第二类问题,是音乐内容正在被营销话题和叙事价值挤压失焦。


以《乘风2026》为例,当女性叙事被使用到第七季,已经不再天然新鲜。观众会更敏感地判断,节目是真的拍出了女性主体性,还是只是把“女性力量”当成宣传标签。


今年《乘风2026》的几次出圈讨论也说明了这一点。从《心愿便利贴》“一天一天贴近你的心”的病毒式传播,到关于女性导演和女性表达的讨论,节目确实很会制造社交话题,但这些话题未必都能反哺音乐本身。观众也许会记住某个魔性片段、某段关系叙事,却未必能记住一首真正成立的音乐作品。


《音你而来3》则走向音乐内容失焦的另一极,“音乐+旅行+社交”的模式,本质上是将音综与旅综嫁接。但从观众体验来看,节目主打嘉宾之间的旅途氛围和游戏,音乐反而退居背景,音综的立身之本已被消解。尤其是对于非粉丝观众而言,难以在短时间内捕捉到音乐人的核心魅力,进一步削弱了持续观看的动力。



第三类问题,是嘉宾同质化和嘉宾池见底,正在加重观众的疲劳感。


《歌手2026》首发阵容中,九位歌手中至少有7位在近三年内参与过芒果系S级或S+级音综,如《声生不息》系列、《披荆斩棘》等,头部歌手几乎被淘洗完毕。


更值得关注的是,跨节目嘉宾的重叠。《音你而来》第三季的嘉宾名单中,张碧晨、王琳凯、王赫野等都属于音综常客,节目后几期,隔壁《超燃青春的合唱》嘉宾张新成、袁一琦也作为新成员加入“音你小队”,两档节目又都主打“年轻群像”和“集体生活”,这导致观众打开不同的节目,看到的却是相似的面孔,演绎相似的故事。


第四类问题,是编创乏力和争议正在同时发生,这也是今年几档节目共同暴露出的深层困境。


《超燃青春的合唱》中,《小宇》的合唱编曲被指涉嫌照搬葡萄不愤怒的版本;《国乐无双》里,单依纯的《好想谈恋爱》舞台被指与安室奈美惠2016年单曲《Mint》的MV高度相似,引发不小的舆论;《天赐的声音7》本季最大的创新则是首次引入AI虚拟歌手作为常驻角色,节目组将黄霄雲与AI歌手合唱《偏爱》作为核心卖点反复宣传,却在首播时将整段舞台删除,宣传物料也紧急撤下,且未作任何解释,节目组的公信力也随之打了折扣。

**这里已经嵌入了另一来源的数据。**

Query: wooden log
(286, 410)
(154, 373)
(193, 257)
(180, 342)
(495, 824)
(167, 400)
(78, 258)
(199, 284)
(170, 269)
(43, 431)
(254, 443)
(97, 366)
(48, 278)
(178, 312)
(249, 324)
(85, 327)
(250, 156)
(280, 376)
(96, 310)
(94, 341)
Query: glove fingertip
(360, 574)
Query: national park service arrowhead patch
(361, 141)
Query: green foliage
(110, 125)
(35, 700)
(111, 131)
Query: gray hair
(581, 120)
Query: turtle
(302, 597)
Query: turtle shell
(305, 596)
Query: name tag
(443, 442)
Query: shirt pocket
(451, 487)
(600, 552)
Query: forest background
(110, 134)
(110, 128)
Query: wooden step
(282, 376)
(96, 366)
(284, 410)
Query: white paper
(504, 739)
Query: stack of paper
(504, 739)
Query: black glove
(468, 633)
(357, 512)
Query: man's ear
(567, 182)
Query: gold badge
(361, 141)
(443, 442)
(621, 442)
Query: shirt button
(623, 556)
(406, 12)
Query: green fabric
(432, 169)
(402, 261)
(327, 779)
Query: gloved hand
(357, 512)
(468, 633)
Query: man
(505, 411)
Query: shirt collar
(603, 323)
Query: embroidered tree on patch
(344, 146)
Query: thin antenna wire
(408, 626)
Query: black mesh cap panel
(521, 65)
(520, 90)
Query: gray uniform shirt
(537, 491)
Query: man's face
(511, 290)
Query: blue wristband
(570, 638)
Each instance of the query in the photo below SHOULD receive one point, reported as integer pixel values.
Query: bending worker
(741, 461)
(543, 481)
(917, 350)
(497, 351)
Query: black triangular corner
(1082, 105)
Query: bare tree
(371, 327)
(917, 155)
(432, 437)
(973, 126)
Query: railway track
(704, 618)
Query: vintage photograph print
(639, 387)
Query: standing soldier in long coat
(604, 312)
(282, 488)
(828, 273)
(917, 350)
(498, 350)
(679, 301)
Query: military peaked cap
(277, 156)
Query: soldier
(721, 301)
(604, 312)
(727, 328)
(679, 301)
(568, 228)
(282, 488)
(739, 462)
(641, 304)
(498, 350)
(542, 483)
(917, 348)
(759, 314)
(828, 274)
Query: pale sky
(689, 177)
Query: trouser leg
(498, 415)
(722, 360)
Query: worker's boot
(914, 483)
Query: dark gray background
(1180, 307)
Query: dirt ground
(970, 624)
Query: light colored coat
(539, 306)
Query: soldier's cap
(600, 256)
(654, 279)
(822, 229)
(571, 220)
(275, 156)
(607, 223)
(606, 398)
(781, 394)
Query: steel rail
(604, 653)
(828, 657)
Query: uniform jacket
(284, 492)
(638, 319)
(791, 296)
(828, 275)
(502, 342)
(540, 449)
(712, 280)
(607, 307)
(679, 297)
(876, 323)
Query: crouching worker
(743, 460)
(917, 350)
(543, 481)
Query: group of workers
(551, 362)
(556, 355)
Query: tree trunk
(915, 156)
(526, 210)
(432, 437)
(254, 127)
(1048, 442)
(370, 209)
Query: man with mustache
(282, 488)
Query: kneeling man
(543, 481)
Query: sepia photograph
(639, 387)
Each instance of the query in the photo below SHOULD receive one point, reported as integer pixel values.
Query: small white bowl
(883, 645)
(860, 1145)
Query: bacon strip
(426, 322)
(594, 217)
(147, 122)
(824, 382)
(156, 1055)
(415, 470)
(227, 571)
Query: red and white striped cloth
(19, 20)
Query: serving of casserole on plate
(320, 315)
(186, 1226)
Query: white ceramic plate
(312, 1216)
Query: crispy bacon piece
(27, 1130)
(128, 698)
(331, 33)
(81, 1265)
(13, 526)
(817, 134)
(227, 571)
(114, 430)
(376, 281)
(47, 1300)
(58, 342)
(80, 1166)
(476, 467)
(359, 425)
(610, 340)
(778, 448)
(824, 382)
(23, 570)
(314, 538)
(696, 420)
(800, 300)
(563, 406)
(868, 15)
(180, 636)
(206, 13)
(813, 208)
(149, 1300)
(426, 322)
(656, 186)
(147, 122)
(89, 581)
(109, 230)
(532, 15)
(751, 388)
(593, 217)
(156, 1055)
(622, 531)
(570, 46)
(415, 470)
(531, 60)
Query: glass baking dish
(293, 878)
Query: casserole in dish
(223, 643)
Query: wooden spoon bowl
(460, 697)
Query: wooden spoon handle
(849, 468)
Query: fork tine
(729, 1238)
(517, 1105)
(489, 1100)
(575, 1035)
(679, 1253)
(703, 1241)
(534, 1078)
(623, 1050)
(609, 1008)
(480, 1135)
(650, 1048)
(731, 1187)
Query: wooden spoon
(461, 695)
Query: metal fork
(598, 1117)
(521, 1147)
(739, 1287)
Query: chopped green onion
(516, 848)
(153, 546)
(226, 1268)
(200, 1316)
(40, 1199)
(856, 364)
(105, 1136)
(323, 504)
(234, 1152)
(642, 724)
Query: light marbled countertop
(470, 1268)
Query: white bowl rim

这些事件共同暴露出一个现实:音综越来越追求差异化,却越来越难拿出真正的新内容。当节目必须持续制造新鲜感,而原创能力又无法同步增长时,借鉴、模仿与概念包装便成为最容易出现的问题。


这也是当前音综最深层的焦虑来源。


结语


2026年的音综还在变化,但变化本身已经不足以打动观众,甚至在变化中同步暴露出更多问题。


这种情况下,音综的竞争或许已经很难用更真实、更多元或更会做话题来概括。它真正面对的,是如何在流量逻辑、综艺机制与音乐表达之间重新找到新的平衡点,以及除了听歌之外,观众还能从一档音乐综艺里获得什么?


留给行业的时间,或许比想象中更紧迫。